As audiences prepared months ago to embrace "Jurassic Park" and its prehistory theme, the most popular dinosaur in southern Utah saw its curtain call.
At least three generations of travelers have used the threatening dinosaur head atop the entrance of Moqui Cave as a sign they were making the final approach off "The Sands" and into Kanab Creek and the town of the same name.Constructed in 1963 by Garth Chamberlain of Kanab, the turquoise dinosaur head shadowed the entrance of one of southern Utah's best-known tourist attractions and made its way into history as a landmark.
Chamberlain and his wife, Laura, purchased the cave in 1951 and operated it as a dance hall and tavern for nearly a decade. With the completion of the nearby Glen Canyon Dam and a burgeoning tourist trade, the Chamberlains revamped their cave into a museum-like attraction that is said to include one of the largest fluorescent mineral displays in the country, as well as a variety of Western art and historic artifacts.
Chamberlain, who played football for the Pittsburg Steelers in 1945-46 and was well-known in Utah as the first BYU football player drafted by the NFL, turned his hands to artistry and became well-known throughout the region as a respected silversmith, woodcarver and bronze sculptor.
Evidence of Chamberlain's interests were left behind in the cave following his death in 1988 and include an inlaid, mosaic bar-top that stands in the main foyer. At least eight pieces of Chamberlain's final bronze works are also on display.
"That was like his final statement," said the couple's son, Lex Chamberlain. Lex and his wife, LeeAnne, relocated from Phoenix when the family considered selling Moqui Cave. They now own and operate the cave and have redesigned its exterior to reflect the area's Anasazi heritage. Some people have mourned the loss of the dinosaur head, but the cave needed a face lift - a change, he said.
"I say, `Hey, it got too expensive to feed him,' " Lex said.
"Or, `He ate too many tourists, it became bad for business.' " In any case, the dinosaur is gone and in its place is an authentic-looking Anasazi ruin.
The entrance is one of nearly 40 remodeling projects in store for the cave. During the summer season, the cave is flooded with tourists, eager to escape the searing heat and rest amid the cool depths of the museum/cavern. Moqui Cave closes around November, in sync with the North Rim of the Grand Canyon, and opens in April. The couple saves the quiet winter months for repairs and maintenance projects.
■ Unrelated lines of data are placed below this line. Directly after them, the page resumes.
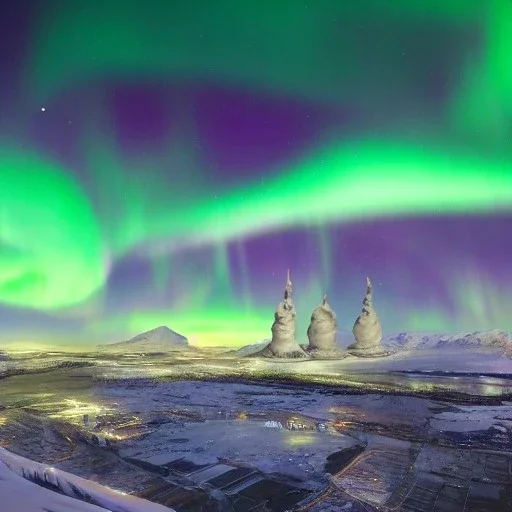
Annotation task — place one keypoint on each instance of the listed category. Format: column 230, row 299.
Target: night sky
column 164, row 163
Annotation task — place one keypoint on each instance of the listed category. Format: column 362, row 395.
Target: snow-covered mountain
column 477, row 339
column 495, row 340
column 27, row 486
column 157, row 341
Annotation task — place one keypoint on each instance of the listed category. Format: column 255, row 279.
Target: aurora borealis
column 166, row 162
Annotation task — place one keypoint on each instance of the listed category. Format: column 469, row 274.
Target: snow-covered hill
column 157, row 341
column 493, row 340
column 27, row 486
column 496, row 339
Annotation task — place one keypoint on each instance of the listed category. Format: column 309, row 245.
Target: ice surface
column 22, row 495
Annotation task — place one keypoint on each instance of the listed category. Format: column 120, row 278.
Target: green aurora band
column 57, row 252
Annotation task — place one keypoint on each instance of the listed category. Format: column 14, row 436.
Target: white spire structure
column 283, row 342
column 367, row 329
column 323, row 327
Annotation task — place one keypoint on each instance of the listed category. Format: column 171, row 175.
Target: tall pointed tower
column 322, row 332
column 367, row 329
column 283, row 342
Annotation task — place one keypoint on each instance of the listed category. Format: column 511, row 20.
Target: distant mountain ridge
column 159, row 340
column 494, row 338
column 416, row 341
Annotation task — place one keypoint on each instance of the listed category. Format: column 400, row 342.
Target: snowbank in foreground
column 21, row 490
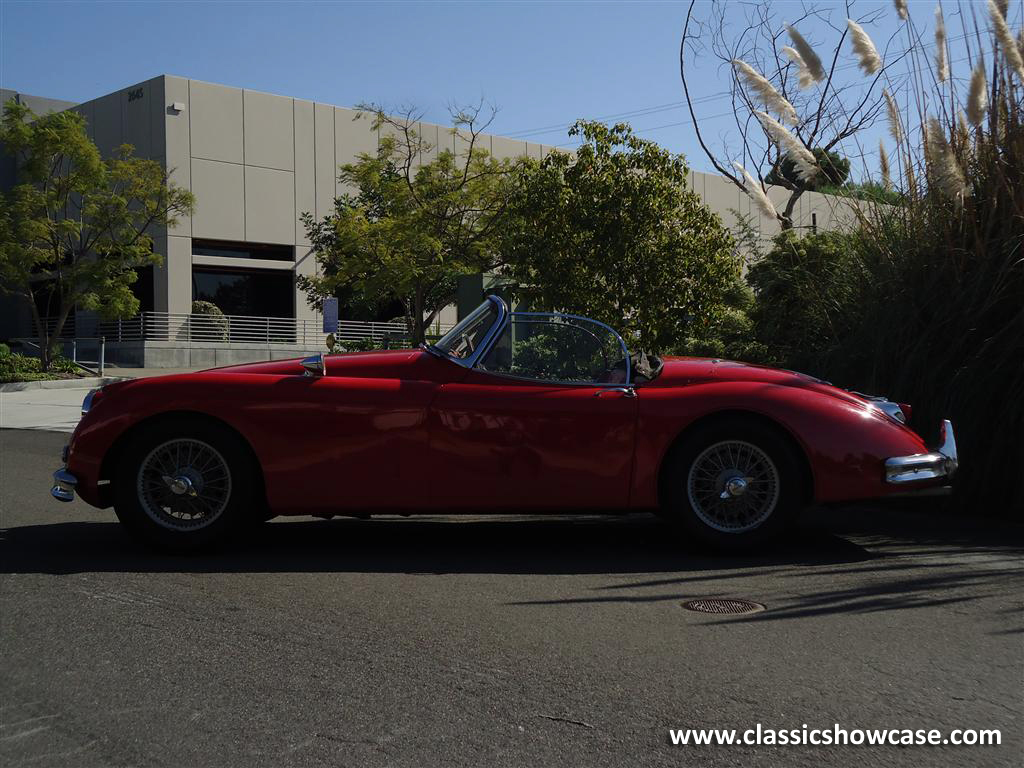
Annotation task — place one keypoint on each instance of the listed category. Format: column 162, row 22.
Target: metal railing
column 239, row 329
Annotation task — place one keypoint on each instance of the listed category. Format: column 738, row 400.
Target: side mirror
column 314, row 366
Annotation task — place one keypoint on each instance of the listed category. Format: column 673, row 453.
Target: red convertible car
column 509, row 412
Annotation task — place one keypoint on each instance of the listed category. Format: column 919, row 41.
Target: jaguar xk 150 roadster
column 509, row 412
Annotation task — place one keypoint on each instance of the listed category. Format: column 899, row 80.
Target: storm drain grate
column 723, row 605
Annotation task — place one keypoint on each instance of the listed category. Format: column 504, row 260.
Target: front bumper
column 934, row 465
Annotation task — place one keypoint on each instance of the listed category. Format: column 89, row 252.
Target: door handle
column 625, row 391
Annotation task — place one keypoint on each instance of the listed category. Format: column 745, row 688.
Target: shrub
column 208, row 323
column 808, row 291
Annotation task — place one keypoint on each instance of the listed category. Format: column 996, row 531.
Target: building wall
column 255, row 162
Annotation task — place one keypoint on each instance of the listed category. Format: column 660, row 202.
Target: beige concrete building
column 256, row 162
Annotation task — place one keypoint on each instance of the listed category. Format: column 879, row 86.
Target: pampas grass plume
column 766, row 92
column 807, row 53
column 870, row 61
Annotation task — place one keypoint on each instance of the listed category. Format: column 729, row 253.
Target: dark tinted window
column 263, row 293
column 242, row 250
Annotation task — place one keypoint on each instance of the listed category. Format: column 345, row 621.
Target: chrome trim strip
column 314, row 366
column 939, row 463
column 64, row 485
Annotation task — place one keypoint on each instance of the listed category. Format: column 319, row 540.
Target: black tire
column 692, row 488
column 223, row 479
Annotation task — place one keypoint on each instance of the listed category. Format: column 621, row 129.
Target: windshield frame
column 577, row 317
column 503, row 318
column 492, row 302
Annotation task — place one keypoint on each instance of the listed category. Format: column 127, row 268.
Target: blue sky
column 543, row 64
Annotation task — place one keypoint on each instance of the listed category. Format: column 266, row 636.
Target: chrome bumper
column 64, row 485
column 934, row 465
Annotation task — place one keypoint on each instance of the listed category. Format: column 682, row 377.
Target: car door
column 545, row 421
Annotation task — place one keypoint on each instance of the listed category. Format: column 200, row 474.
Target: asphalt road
column 493, row 641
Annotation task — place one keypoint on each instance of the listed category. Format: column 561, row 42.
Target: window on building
column 242, row 250
column 261, row 293
column 142, row 289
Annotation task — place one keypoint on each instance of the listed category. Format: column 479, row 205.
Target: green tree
column 415, row 224
column 76, row 226
column 612, row 232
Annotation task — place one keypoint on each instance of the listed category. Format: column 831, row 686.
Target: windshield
column 466, row 337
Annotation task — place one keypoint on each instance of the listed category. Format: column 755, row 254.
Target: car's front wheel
column 732, row 484
column 183, row 485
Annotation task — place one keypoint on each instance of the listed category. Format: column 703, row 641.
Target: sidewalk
column 54, row 410
column 59, row 410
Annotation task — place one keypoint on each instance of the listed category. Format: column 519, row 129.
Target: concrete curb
column 89, row 383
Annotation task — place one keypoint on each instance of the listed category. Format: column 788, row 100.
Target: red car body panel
column 410, row 431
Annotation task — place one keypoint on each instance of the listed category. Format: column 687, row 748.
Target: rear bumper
column 938, row 464
column 65, row 484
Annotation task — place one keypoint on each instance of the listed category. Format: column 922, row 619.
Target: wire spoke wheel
column 733, row 486
column 183, row 484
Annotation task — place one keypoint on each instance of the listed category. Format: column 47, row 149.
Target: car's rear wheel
column 732, row 484
column 183, row 485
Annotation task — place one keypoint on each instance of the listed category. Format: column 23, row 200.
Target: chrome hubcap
column 733, row 486
column 183, row 484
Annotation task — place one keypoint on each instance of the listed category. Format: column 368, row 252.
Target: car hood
column 681, row 371
column 381, row 364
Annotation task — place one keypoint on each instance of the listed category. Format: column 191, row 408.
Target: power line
column 644, row 112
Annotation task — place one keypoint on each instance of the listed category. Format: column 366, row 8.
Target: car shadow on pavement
column 918, row 560
column 628, row 544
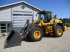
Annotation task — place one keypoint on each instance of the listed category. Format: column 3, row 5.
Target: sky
column 61, row 8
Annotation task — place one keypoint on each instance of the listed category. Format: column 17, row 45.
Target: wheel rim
column 37, row 34
column 59, row 31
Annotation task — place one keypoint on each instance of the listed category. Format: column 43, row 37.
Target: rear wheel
column 58, row 31
column 35, row 34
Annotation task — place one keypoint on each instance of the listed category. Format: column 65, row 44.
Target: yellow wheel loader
column 46, row 24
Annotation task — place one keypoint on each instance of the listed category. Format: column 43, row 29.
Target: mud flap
column 14, row 39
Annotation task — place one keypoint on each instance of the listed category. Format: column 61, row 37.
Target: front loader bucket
column 14, row 39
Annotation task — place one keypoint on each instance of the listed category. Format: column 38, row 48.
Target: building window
column 22, row 14
column 23, row 7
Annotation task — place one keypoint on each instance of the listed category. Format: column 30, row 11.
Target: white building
column 16, row 14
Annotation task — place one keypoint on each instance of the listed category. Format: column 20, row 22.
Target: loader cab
column 45, row 15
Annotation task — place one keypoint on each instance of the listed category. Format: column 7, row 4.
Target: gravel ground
column 47, row 44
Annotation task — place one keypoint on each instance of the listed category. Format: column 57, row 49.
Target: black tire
column 55, row 31
column 31, row 34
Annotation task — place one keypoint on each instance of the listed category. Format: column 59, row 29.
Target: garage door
column 19, row 18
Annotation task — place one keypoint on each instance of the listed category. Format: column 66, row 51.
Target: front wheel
column 57, row 31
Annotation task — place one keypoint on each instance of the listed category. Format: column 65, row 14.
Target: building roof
column 18, row 3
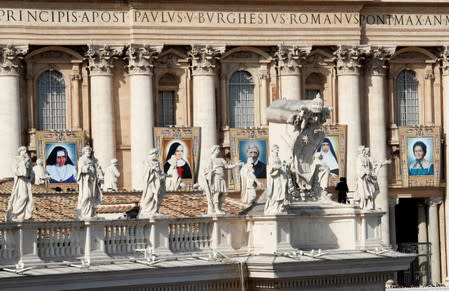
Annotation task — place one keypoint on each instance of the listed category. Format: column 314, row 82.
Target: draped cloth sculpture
column 277, row 184
column 212, row 181
column 306, row 118
column 367, row 184
column 20, row 204
column 90, row 176
column 153, row 188
column 111, row 176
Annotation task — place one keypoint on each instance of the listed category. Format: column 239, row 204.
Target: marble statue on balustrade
column 278, row 184
column 20, row 204
column 154, row 186
column 40, row 174
column 173, row 181
column 212, row 180
column 248, row 183
column 90, row 176
column 367, row 184
column 111, row 176
column 306, row 118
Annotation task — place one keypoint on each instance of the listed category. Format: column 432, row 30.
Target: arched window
column 407, row 98
column 168, row 86
column 51, row 107
column 241, row 90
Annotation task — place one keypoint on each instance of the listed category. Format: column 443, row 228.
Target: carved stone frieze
column 10, row 57
column 349, row 59
column 291, row 58
column 140, row 58
column 204, row 58
column 101, row 58
column 378, row 59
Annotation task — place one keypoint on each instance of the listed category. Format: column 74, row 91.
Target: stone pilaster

The cave is partially man-made, Lex said. Originally, it measured 60 feet in diameter and was later enlarged by a mining company, which extracted silica sand and sent it north to Provo.
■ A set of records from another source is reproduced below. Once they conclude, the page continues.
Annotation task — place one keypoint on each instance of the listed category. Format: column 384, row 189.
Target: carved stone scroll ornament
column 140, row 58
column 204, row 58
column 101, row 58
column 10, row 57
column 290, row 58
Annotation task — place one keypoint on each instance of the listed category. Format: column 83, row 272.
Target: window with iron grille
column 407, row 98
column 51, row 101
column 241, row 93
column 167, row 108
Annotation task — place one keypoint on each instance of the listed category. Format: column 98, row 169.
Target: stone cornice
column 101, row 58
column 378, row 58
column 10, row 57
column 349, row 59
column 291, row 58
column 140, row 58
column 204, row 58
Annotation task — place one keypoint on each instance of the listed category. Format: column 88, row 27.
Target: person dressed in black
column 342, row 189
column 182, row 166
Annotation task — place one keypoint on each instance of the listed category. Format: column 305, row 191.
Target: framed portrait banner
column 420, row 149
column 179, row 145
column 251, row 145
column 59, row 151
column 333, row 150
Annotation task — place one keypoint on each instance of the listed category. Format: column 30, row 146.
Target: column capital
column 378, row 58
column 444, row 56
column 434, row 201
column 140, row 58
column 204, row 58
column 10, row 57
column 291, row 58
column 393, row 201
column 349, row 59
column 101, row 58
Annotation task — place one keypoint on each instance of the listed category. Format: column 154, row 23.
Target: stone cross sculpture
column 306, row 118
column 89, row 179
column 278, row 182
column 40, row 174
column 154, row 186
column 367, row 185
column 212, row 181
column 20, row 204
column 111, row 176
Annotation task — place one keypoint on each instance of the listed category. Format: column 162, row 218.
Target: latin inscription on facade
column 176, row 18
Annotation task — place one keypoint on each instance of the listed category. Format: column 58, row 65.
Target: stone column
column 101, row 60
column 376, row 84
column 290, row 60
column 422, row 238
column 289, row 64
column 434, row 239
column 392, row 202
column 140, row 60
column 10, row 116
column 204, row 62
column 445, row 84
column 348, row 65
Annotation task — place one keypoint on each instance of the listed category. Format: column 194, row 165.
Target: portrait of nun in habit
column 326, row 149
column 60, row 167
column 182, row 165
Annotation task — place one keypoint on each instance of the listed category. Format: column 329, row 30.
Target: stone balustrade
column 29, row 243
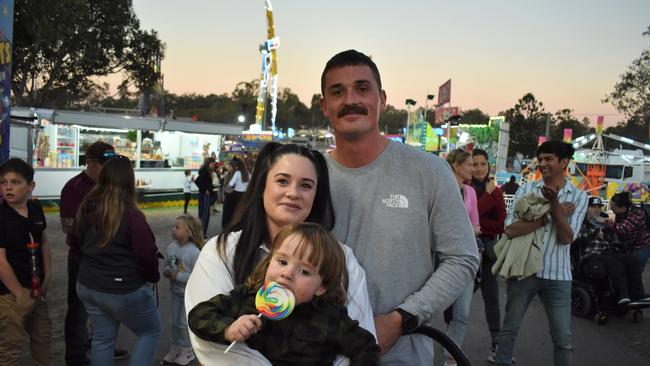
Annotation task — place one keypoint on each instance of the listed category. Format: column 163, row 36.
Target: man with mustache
column 397, row 207
column 77, row 342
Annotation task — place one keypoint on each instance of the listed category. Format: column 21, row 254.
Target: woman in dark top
column 492, row 215
column 631, row 226
column 238, row 183
column 118, row 265
column 204, row 182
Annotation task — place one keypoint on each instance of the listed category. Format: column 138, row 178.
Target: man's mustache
column 352, row 109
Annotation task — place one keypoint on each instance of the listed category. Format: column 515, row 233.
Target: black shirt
column 14, row 236
column 313, row 334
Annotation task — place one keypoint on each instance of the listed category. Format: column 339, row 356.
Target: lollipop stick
column 233, row 343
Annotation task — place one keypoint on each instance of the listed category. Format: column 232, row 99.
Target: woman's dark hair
column 250, row 216
column 239, row 166
column 105, row 204
column 622, row 199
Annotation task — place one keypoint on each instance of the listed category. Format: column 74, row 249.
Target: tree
column 527, row 122
column 474, row 116
column 631, row 95
column 565, row 119
column 318, row 120
column 393, row 120
column 59, row 46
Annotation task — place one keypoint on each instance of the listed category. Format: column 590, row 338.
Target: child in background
column 307, row 260
column 24, row 268
column 187, row 189
column 182, row 254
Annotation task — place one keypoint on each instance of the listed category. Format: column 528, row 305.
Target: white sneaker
column 492, row 355
column 170, row 357
column 185, row 357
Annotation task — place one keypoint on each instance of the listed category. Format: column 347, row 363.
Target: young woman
column 290, row 184
column 307, row 261
column 492, row 215
column 118, row 265
column 461, row 164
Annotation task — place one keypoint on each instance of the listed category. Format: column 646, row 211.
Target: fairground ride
column 269, row 77
column 604, row 173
Locals remember the cave as a popular dance spot in the late 1950s and now as a sure stop on any tour of the region.
Located some five miles north of Kanab on U.S. 89, the cave is accessible to the handicapped and features a curio shop, multiple artifact and art displays and the mineral collection. Lex, tall and slender with his ever-present cowboy hat, is an insightful tour guide and is quick to share his wealth of trivia and fact about the region he and his family call home.
This article is one of a weekly series on the people, places and issues along Utah's U.S. 89.